Reproducibility Variable Result LLM Response
Research Type Experimental In our experiments, we integrate SQUEEZEATTENTION into 7 popular LLM models ranging from 7B to 70B, i.e., Llama2-7B, Mistral-7B, Falcon-7B, OPT-6.7B, GPT-Neox-20B, Mixtral-8 7B, and Llama2-70B, combining with 3 representative sequence-wise KV-cache compression algorithms, i.e., Heavy-Hitter Oracle (H2O), Sliding Window Attention and Streaming LLM. The results show that SQUEEZEATTENTION can achieve better model performance with even lower cache budgets than all three algorithms under a wide range of models and tasks, which lead to approximately 30% to 70% of the memory savings and up to 2.2 of throughput improvements for inference.
Researcher Affiliation Collaboration Zihao Wang , Bin Cui , Shaoduo Gan School of CS & Key Lab of High Confidence Software Technologies (MOE), Peking University Geoming AI EMAIL, EMAIL
Pseudocode Yes Algorithm 1 SQUEEZEATTENTION
Open Source Code Yes The code is available at https://github.com/hetailang/Squeeze Attention.
Open Datasets Yes We conduct experiments on 5 datasets: CNN/Daily Mail, XSUM, Trivia QA, SAMSUM, and Narrative QA. Trivia QA, SAMSUM, and Narrative QA originate from Long Bench Bai et al. (2023), where the data length typically exceeds 8k. CNN/Daily Mail and XSUM have an average length of about 2k. Detailed information about datasets can be found in Table 1.

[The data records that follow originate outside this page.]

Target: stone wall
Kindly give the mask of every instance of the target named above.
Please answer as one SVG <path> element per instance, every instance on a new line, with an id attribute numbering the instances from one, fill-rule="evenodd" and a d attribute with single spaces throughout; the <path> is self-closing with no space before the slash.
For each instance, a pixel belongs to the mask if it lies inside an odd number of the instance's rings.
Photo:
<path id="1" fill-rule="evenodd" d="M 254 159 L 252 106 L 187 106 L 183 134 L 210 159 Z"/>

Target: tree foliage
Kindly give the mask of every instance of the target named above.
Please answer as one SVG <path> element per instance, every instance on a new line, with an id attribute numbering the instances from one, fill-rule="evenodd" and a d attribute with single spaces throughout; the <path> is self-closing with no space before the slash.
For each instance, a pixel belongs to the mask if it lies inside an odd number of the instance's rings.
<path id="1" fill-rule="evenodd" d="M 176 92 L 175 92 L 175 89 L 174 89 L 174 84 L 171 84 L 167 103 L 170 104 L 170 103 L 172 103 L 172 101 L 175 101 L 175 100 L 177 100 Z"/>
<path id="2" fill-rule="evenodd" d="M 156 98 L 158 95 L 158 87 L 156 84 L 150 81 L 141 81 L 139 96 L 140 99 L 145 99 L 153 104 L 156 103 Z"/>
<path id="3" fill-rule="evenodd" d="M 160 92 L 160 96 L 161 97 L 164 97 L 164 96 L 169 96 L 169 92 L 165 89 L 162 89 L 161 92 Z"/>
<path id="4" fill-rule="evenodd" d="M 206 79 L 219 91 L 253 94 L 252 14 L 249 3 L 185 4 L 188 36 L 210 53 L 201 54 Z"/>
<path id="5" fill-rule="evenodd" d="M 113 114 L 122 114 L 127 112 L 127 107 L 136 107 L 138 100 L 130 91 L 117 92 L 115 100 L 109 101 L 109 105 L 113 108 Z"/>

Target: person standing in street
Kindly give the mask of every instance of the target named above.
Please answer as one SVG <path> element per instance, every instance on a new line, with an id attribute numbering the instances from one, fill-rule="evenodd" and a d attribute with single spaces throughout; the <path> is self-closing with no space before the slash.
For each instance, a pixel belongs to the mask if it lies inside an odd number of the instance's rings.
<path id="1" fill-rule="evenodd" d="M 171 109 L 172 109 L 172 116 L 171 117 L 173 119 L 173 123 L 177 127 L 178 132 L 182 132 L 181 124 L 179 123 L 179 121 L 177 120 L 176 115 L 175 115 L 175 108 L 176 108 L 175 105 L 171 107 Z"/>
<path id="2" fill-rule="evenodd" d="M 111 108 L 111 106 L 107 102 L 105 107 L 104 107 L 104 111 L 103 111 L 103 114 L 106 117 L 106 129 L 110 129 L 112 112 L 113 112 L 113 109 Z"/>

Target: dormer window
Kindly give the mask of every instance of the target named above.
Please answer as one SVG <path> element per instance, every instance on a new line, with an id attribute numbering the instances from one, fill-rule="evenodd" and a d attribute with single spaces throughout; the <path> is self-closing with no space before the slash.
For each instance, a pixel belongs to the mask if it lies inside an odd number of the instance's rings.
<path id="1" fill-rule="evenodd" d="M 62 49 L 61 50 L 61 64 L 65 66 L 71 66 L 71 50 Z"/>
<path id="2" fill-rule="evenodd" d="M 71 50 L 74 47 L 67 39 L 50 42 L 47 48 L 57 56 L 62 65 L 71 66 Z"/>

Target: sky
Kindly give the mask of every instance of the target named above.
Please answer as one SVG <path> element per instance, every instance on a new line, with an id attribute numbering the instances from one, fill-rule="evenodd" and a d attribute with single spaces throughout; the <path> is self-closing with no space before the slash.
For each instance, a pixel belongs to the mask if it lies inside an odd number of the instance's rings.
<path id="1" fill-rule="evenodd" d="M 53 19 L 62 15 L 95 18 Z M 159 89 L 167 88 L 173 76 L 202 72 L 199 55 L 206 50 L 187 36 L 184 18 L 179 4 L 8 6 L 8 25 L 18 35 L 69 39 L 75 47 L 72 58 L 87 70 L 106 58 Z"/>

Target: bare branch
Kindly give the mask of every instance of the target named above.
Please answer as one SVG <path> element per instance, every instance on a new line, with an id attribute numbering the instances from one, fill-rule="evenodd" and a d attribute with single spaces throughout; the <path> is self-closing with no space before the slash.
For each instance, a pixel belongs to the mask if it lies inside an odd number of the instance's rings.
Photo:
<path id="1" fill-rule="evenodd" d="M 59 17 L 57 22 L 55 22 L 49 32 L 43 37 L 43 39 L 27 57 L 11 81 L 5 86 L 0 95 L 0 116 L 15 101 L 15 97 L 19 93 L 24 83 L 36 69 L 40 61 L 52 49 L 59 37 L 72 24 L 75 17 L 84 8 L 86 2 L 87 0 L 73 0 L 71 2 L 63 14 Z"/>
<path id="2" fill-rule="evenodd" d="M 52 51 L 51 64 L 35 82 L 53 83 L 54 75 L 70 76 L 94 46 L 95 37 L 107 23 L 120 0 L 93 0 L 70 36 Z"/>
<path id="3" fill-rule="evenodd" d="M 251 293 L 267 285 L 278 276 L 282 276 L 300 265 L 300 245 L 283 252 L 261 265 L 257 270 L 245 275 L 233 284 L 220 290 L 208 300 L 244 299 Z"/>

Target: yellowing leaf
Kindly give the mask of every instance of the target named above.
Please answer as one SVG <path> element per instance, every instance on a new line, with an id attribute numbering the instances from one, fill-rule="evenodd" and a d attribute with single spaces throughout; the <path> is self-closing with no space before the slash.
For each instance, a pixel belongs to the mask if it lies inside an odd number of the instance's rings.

Dataset Splits No The paper lists datasets used (CNN/Daily Mail, XSUM, Trivia QA, SAMSUM, Narrative QA) and cites Long Bench as the origin for some, but does not explicitly provide training/test/validation dataset splits, percentages, or specific methodologies for partitioning the data within the text.
Hardware Specification Yes Hardwares. We conduct all the experiments on the AWS platform (p4d.24xlarge) with 8 Nvidia A100-40GB GPUs, interconnected by the NVLinks (600 GB/s GPU peer-to-peer bandwidth).
Software Dependencies No The paper does not explicitly list specific software dependencies (e.g., Python, PyTorch, CUDA) with version numbers.
Experiment Setup Yes SQUEEZEATTENTION involves a hyperparameter p to control the percentage of initial budgets that could be removed from the unimportant layers. The smaller the p is, the more budgets will be reassigned. In experiments, we found 0.3-0.4 is a reasonable choice range in most cases. To precisely understand the impact of p, we have conducted extra experiments to demonstrate how the model accuracy changs with the value of p, please refer to A.2 for more details. We choose the compression hyperparameters for each algorithm such that they could all achieve the best mode accuracy. The result show that our algorithm can obviously increase the throughput compared with those SOTA algorithms that only compress KV-cache from the sequence s dimension.